STAR, cufflinks, cluster, DESeq2, GO analysis.
This workflow was designed to process and visualize bulk RNA-seq data. The output files including:
- Mapping reads with STAR;
- Counting reads with STAR and cufflinks;
- Samples quality control with PCA plot and samples-samples clustering heatmap;
- DEG with DESeq2 and limma;
- Functional enrichment analysis with GO and GSEA.

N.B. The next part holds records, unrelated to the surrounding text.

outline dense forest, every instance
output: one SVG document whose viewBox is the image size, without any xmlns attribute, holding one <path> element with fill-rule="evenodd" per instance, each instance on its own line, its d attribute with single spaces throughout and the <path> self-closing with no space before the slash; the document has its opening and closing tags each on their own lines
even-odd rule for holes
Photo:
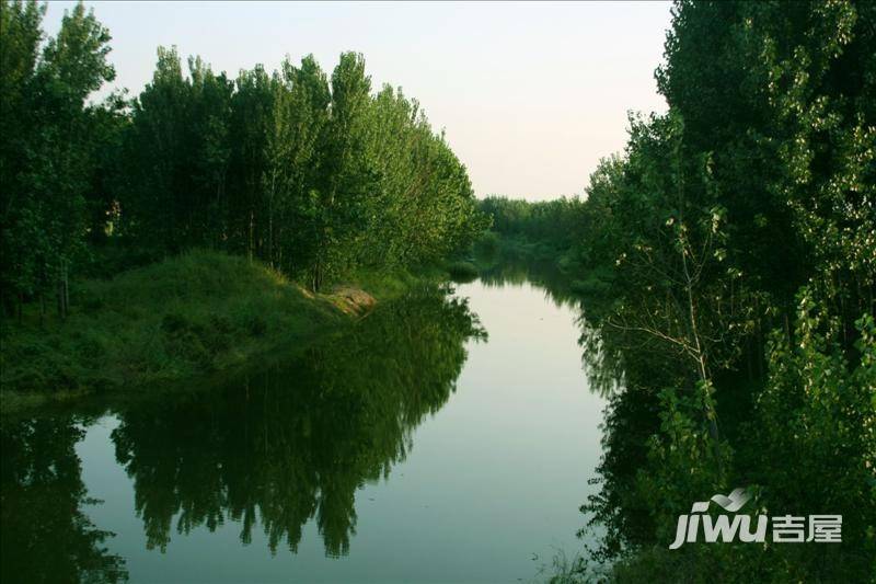
<svg viewBox="0 0 876 584">
<path fill-rule="evenodd" d="M 465 168 L 361 55 L 237 77 L 158 49 L 116 92 L 110 32 L 80 3 L 46 38 L 45 5 L 0 3 L 3 311 L 69 311 L 71 282 L 193 248 L 261 260 L 319 290 L 362 266 L 434 262 L 484 224 Z"/>
<path fill-rule="evenodd" d="M 668 113 L 631 118 L 584 199 L 482 203 L 562 255 L 595 381 L 623 388 L 584 508 L 597 558 L 621 580 L 869 581 L 876 4 L 681 1 L 656 77 Z M 737 486 L 842 514 L 844 543 L 666 549 Z"/>
</svg>

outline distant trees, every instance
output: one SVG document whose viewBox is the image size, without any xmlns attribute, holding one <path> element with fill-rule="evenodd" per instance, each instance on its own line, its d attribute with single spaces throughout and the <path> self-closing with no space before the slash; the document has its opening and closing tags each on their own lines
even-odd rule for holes
<svg viewBox="0 0 876 584">
<path fill-rule="evenodd" d="M 371 93 L 361 55 L 312 56 L 235 82 L 159 49 L 134 102 L 123 228 L 165 253 L 260 257 L 318 290 L 358 266 L 468 247 L 484 225 L 464 167 L 401 91 Z"/>
<path fill-rule="evenodd" d="M 43 43 L 45 8 L 0 4 L 0 284 L 7 311 L 31 298 L 69 304 L 71 265 L 87 252 L 103 128 L 88 95 L 115 77 L 110 33 L 80 3 Z"/>
<path fill-rule="evenodd" d="M 361 55 L 331 78 L 312 56 L 237 79 L 159 48 L 134 100 L 110 34 L 79 3 L 0 2 L 5 313 L 56 299 L 107 238 L 158 257 L 193 247 L 257 257 L 313 289 L 358 266 L 405 266 L 471 243 L 484 222 L 464 167 L 401 90 L 371 91 Z"/>
</svg>

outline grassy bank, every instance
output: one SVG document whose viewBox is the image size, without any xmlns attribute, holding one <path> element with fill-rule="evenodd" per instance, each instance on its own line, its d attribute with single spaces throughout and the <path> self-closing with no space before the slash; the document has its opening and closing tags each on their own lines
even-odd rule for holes
<svg viewBox="0 0 876 584">
<path fill-rule="evenodd" d="M 2 330 L 2 409 L 185 379 L 278 345 L 306 346 L 400 295 L 410 274 L 364 272 L 313 295 L 257 262 L 195 251 L 74 287 L 59 320 L 30 306 Z M 368 293 L 365 293 L 367 289 Z"/>
</svg>

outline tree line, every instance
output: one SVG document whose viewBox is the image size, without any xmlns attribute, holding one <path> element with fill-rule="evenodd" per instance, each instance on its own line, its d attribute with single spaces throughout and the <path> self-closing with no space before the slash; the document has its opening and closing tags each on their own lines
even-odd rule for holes
<svg viewBox="0 0 876 584">
<path fill-rule="evenodd" d="M 71 275 L 195 247 L 319 290 L 361 266 L 436 261 L 484 226 L 443 134 L 401 89 L 372 91 L 359 54 L 331 75 L 308 56 L 232 79 L 160 47 L 138 96 L 91 103 L 115 78 L 93 11 L 80 2 L 46 38 L 45 5 L 0 9 L 7 314 L 34 300 L 65 314 Z"/>
<path fill-rule="evenodd" d="M 669 111 L 631 118 L 565 211 L 574 242 L 544 204 L 486 207 L 562 248 L 589 358 L 625 388 L 585 507 L 620 579 L 876 570 L 875 23 L 872 2 L 679 1 Z M 771 513 L 842 514 L 849 543 L 666 554 L 693 501 L 749 485 Z"/>
</svg>

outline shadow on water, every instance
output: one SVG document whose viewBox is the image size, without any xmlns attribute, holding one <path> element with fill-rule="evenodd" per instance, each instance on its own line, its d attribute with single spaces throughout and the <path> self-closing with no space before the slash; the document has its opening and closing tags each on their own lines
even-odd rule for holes
<svg viewBox="0 0 876 584">
<path fill-rule="evenodd" d="M 315 519 L 325 552 L 346 554 L 354 495 L 388 477 L 414 428 L 456 390 L 465 342 L 486 337 L 464 300 L 424 287 L 378 307 L 349 332 L 218 388 L 113 406 L 116 459 L 134 483 L 147 546 L 173 531 L 256 525 L 272 552 L 296 551 Z M 81 413 L 2 427 L 4 582 L 115 582 L 124 561 L 81 511 L 92 503 L 74 445 Z"/>
</svg>

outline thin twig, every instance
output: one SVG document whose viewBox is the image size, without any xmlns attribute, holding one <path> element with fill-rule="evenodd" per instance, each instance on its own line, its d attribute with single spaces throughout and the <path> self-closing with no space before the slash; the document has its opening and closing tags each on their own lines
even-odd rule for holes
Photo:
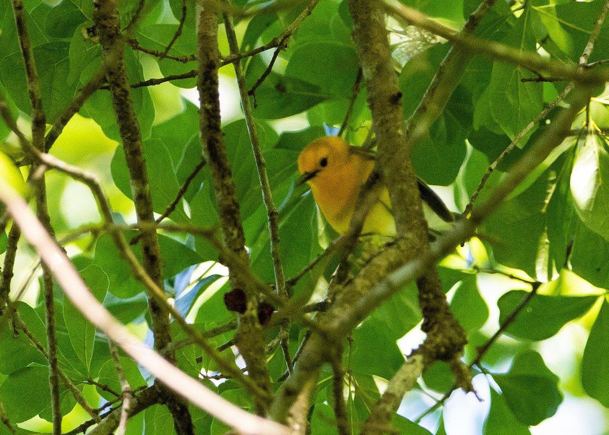
<svg viewBox="0 0 609 435">
<path fill-rule="evenodd" d="M 127 419 L 128 417 L 129 407 L 131 405 L 131 399 L 133 393 L 131 391 L 131 386 L 127 382 L 125 377 L 125 372 L 122 370 L 122 365 L 118 358 L 118 350 L 116 348 L 116 344 L 111 339 L 108 340 L 108 345 L 110 349 L 110 355 L 114 361 L 114 369 L 116 369 L 116 374 L 118 376 L 119 381 L 121 383 L 121 392 L 122 397 L 122 405 L 121 406 L 121 420 L 119 421 L 118 427 L 116 428 L 117 435 L 125 435 L 125 431 L 127 428 Z"/>
<path fill-rule="evenodd" d="M 254 108 L 258 107 L 258 103 L 256 102 L 256 90 L 258 88 L 262 82 L 269 77 L 269 74 L 271 73 L 273 70 L 273 66 L 275 65 L 275 61 L 277 60 L 277 57 L 279 55 L 280 52 L 283 49 L 287 46 L 287 37 L 284 38 L 281 42 L 280 42 L 279 45 L 277 48 L 275 49 L 275 52 L 273 53 L 273 57 L 271 58 L 270 62 L 269 63 L 269 66 L 267 66 L 266 69 L 262 72 L 262 75 L 260 76 L 254 85 L 252 87 L 252 89 L 247 91 L 248 95 L 252 95 L 254 97 Z"/>
<path fill-rule="evenodd" d="M 484 188 L 485 185 L 488 180 L 488 177 L 491 176 L 493 171 L 496 169 L 497 165 L 498 165 L 504 158 L 514 149 L 514 147 L 518 144 L 518 143 L 522 140 L 523 138 L 529 133 L 533 127 L 537 126 L 540 121 L 546 118 L 551 110 L 552 110 L 557 105 L 565 99 L 567 95 L 568 95 L 569 93 L 573 90 L 574 86 L 575 84 L 572 82 L 567 85 L 566 87 L 565 87 L 565 89 L 563 90 L 563 91 L 560 93 L 560 95 L 555 98 L 554 101 L 548 104 L 546 107 L 546 108 L 542 110 L 539 115 L 535 116 L 535 119 L 529 122 L 526 127 L 523 129 L 523 130 L 516 135 L 514 140 L 507 146 L 507 147 L 505 148 L 505 149 L 504 149 L 501 154 L 499 154 L 499 157 L 495 159 L 495 161 L 491 163 L 490 166 L 488 166 L 488 169 L 487 169 L 487 171 L 484 173 L 484 175 L 482 175 L 482 178 L 480 180 L 480 183 L 478 184 L 478 186 L 476 188 L 476 191 L 474 192 L 473 194 L 472 194 L 471 199 L 470 200 L 469 203 L 465 206 L 465 209 L 463 210 L 462 216 L 466 217 L 470 215 L 470 213 L 471 213 L 471 210 L 474 207 L 474 203 L 476 202 L 476 200 L 477 199 L 478 195 L 480 194 L 480 192 Z"/>
<path fill-rule="evenodd" d="M 230 52 L 231 54 L 238 53 L 239 44 L 237 41 L 237 35 L 234 30 L 233 17 L 226 14 L 224 16 L 224 26 L 226 28 Z M 283 42 L 281 43 L 277 50 L 280 50 L 283 44 Z M 273 271 L 275 274 L 275 289 L 280 297 L 287 300 L 289 299 L 289 295 L 287 294 L 286 285 L 286 275 L 283 270 L 280 250 L 279 213 L 277 211 L 277 208 L 273 199 L 273 193 L 270 188 L 270 182 L 269 180 L 269 174 L 266 170 L 266 162 L 262 155 L 262 148 L 260 146 L 259 138 L 256 127 L 256 119 L 254 118 L 252 104 L 248 96 L 248 92 L 245 87 L 245 75 L 243 71 L 243 66 L 241 65 L 241 61 L 236 60 L 233 63 L 233 65 L 235 74 L 237 76 L 237 83 L 241 99 L 241 107 L 243 108 L 245 117 L 245 124 L 247 126 L 254 160 L 256 162 L 256 169 L 258 173 L 258 179 L 262 189 L 262 201 L 267 211 L 267 220 L 270 240 L 270 253 L 273 259 Z M 281 338 L 281 349 L 286 361 L 286 366 L 289 370 L 292 368 L 292 359 L 290 357 L 288 342 L 290 330 L 289 319 L 286 317 L 280 325 L 279 336 Z"/>
<path fill-rule="evenodd" d="M 519 279 L 519 278 L 515 278 L 515 279 Z M 518 306 L 516 306 L 516 308 L 515 308 L 512 311 L 512 312 L 510 313 L 508 316 L 505 317 L 505 320 L 504 320 L 504 321 L 499 325 L 499 328 L 497 330 L 495 333 L 493 334 L 493 336 L 489 338 L 488 340 L 487 340 L 486 342 L 484 345 L 482 345 L 482 346 L 479 346 L 476 349 L 476 358 L 469 364 L 469 367 L 470 369 L 473 367 L 474 366 L 480 365 L 481 362 L 482 362 L 482 358 L 484 358 L 484 355 L 486 355 L 486 353 L 490 348 L 491 346 L 492 346 L 493 344 L 497 341 L 497 339 L 501 336 L 501 334 L 503 334 L 504 332 L 505 332 L 505 330 L 507 329 L 508 327 L 509 327 L 510 325 L 511 325 L 512 322 L 513 322 L 514 320 L 515 320 L 518 314 L 523 311 L 524 307 L 526 306 L 527 304 L 529 303 L 530 300 L 533 299 L 533 297 L 535 295 L 535 294 L 537 294 L 537 290 L 541 286 L 541 283 L 536 281 L 529 283 L 531 285 L 531 288 L 532 288 L 531 291 L 527 293 L 526 295 L 525 295 L 524 297 L 523 298 L 522 300 L 520 301 L 520 303 L 518 305 Z M 432 413 L 436 409 L 438 409 L 441 406 L 443 406 L 445 403 L 446 403 L 446 400 L 448 400 L 448 398 L 451 397 L 451 394 L 452 394 L 452 392 L 454 391 L 456 389 L 457 389 L 457 384 L 453 384 L 452 386 L 450 388 L 449 388 L 448 390 L 444 394 L 444 395 L 442 396 L 442 398 L 440 398 L 435 403 L 434 403 L 433 406 L 429 407 L 429 408 L 426 411 L 425 411 L 424 412 L 414 420 L 415 422 L 417 423 L 420 422 L 421 420 L 423 420 L 425 417 L 429 416 L 430 414 Z"/>
<path fill-rule="evenodd" d="M 0 201 L 4 203 L 21 228 L 24 236 L 54 272 L 55 278 L 74 306 L 164 385 L 244 434 L 287 433 L 285 426 L 244 411 L 143 345 L 93 296 L 69 259 L 51 238 L 19 194 L 10 186 L 4 186 L 0 189 Z"/>
<path fill-rule="evenodd" d="M 15 329 L 19 330 L 23 332 L 26 336 L 27 337 L 30 341 L 32 342 L 32 344 L 34 345 L 34 347 L 35 347 L 43 355 L 43 356 L 44 356 L 44 358 L 48 361 L 49 354 L 47 353 L 46 350 L 44 349 L 44 347 L 42 343 L 38 341 L 36 336 L 32 333 L 29 329 L 28 329 L 27 325 L 23 322 L 21 316 L 19 316 L 19 313 L 17 313 L 16 311 L 13 311 L 12 318 L 13 320 L 13 324 L 15 325 Z M 63 382 L 63 384 L 65 385 L 66 387 L 70 391 L 72 395 L 74 396 L 79 405 L 80 405 L 82 408 L 93 417 L 93 420 L 98 423 L 101 421 L 99 414 L 89 406 L 89 404 L 86 402 L 84 396 L 83 396 L 82 393 L 80 392 L 80 391 L 76 387 L 72 381 L 71 381 L 70 379 L 66 376 L 66 374 L 63 373 L 63 370 L 62 370 L 60 367 L 58 367 L 57 371 L 60 377 L 62 378 L 62 381 Z"/>
<path fill-rule="evenodd" d="M 352 431 L 345 403 L 345 369 L 342 365 L 342 347 L 338 347 L 335 358 L 332 361 L 332 395 L 334 397 L 334 418 L 339 435 L 349 435 Z M 349 394 L 351 394 L 350 391 Z"/>
<path fill-rule="evenodd" d="M 184 23 L 186 21 L 186 0 L 182 0 L 182 18 L 180 19 L 180 24 L 178 25 L 178 28 L 175 30 L 175 33 L 174 34 L 174 37 L 171 38 L 171 41 L 169 43 L 167 44 L 167 48 L 165 51 L 163 52 L 163 54 L 158 58 L 158 61 L 161 62 L 167 56 L 167 54 L 169 52 L 169 50 L 174 46 L 174 44 L 177 40 L 180 35 L 182 34 L 182 29 L 184 27 Z M 194 59 L 193 59 L 194 60 Z"/>
<path fill-rule="evenodd" d="M 174 37 L 177 37 L 174 35 Z M 127 43 L 129 44 L 129 46 L 130 46 L 134 50 L 141 51 L 143 53 L 146 53 L 146 54 L 150 54 L 151 55 L 155 56 L 155 57 L 158 57 L 160 62 L 164 58 L 166 58 L 167 59 L 171 59 L 172 60 L 175 60 L 178 62 L 181 62 L 182 63 L 188 63 L 188 62 L 192 62 L 197 60 L 197 57 L 194 54 L 191 54 L 188 56 L 171 56 L 167 54 L 166 52 L 167 51 L 167 50 L 164 51 L 159 51 L 158 50 L 152 50 L 149 48 L 145 48 L 142 46 L 139 45 L 139 43 L 138 42 L 137 40 L 135 39 L 128 40 L 127 41 Z M 171 43 L 173 43 L 173 41 Z M 167 46 L 167 48 L 171 48 L 169 46 Z M 136 87 L 132 86 L 132 87 Z"/>
<path fill-rule="evenodd" d="M 44 133 L 46 127 L 46 115 L 43 107 L 42 94 L 33 50 L 30 41 L 29 34 L 23 12 L 23 0 L 13 0 L 13 12 L 16 25 L 21 56 L 25 65 L 26 77 L 27 81 L 27 92 L 32 106 L 32 141 L 34 148 L 41 151 L 44 150 Z M 24 152 L 26 150 L 24 150 Z M 32 171 L 36 173 L 37 167 L 32 165 Z M 31 174 L 31 172 L 30 172 Z M 46 203 L 46 186 L 44 176 L 39 179 L 32 180 L 36 197 L 36 208 L 38 219 L 51 236 L 53 228 Z M 49 356 L 49 384 L 51 388 L 51 409 L 52 414 L 53 435 L 62 433 L 61 401 L 59 397 L 59 375 L 57 363 L 57 339 L 55 324 L 55 301 L 53 299 L 53 280 L 51 271 L 44 267 L 43 269 L 43 292 L 44 299 L 44 316 L 47 332 L 47 345 Z"/>
<path fill-rule="evenodd" d="M 163 212 L 163 214 L 155 219 L 157 224 L 160 223 L 161 221 L 168 217 L 174 212 L 174 210 L 175 210 L 176 206 L 180 202 L 180 200 L 181 200 L 182 197 L 183 197 L 184 195 L 186 193 L 186 191 L 188 190 L 188 186 L 190 186 L 190 183 L 194 179 L 194 177 L 197 176 L 197 174 L 199 174 L 199 171 L 203 169 L 203 167 L 205 166 L 206 163 L 206 162 L 205 161 L 205 159 L 202 157 L 201 161 L 197 163 L 197 166 L 194 167 L 194 169 L 192 169 L 192 172 L 189 174 L 188 177 L 187 177 L 186 179 L 184 181 L 184 184 L 180 186 L 180 190 L 178 191 L 178 194 L 176 195 L 174 200 L 171 202 L 171 204 L 167 206 L 167 208 Z M 141 237 L 141 235 L 138 234 L 131 239 L 131 241 L 129 242 L 129 244 L 135 245 L 138 242 Z"/>
<path fill-rule="evenodd" d="M 347 129 L 347 126 L 349 124 L 351 113 L 353 113 L 353 107 L 355 106 L 355 101 L 357 99 L 357 96 L 359 95 L 359 83 L 361 80 L 362 68 L 359 68 L 357 69 L 357 75 L 355 77 L 355 83 L 353 83 L 353 91 L 351 96 L 351 101 L 349 102 L 349 107 L 347 110 L 347 113 L 345 114 L 345 119 L 343 120 L 343 123 L 340 126 L 340 130 L 339 130 L 339 133 L 337 135 L 339 137 L 342 136 L 343 133 L 345 132 L 345 129 Z"/>
</svg>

MVIPER is a bulk RNA-seq analysis pipeline built using snakemake. MVIPER is modified VIPER. Modifications are as the follows:
- add scripts to generate config.yaml and metashee.csv automatically
- add script to generate gene annotation file which is used in the ref.yaml for new species
- modified file_format.snakefile to transfer bam file to BigWig file format using deeptools
- modified preprocess.snakefile to set multiple thresholds for top variant genes lists
- modified DE.snakefile to set multiple thresholds for DEG selection
- modified serveral R scripts and python scripts to get more beautified plots
Cornwell M, Vangala M, Taing L, Herbert Z, Köster J, Li B, Sun H, Li T, Zhang J, Qiu X, Pun M, Jeselsohn R, Brown M, Liu XS, Long HW. VIPER: Visualization Pipeline for RNA-seq, a Snakemake workflow for efficient and complete RNA-seq analysis. BMC Bioinformatics. 2018 Apr 12; 19(1):135. PMID: 29649993.
Download the MVIPER by the following command:
git clone https://github.com/YutingPKU/Bulk_RNA-Seq_Workflow_Snakemake.git
Put the MVIPER and your input data in a directory (like PROJECT).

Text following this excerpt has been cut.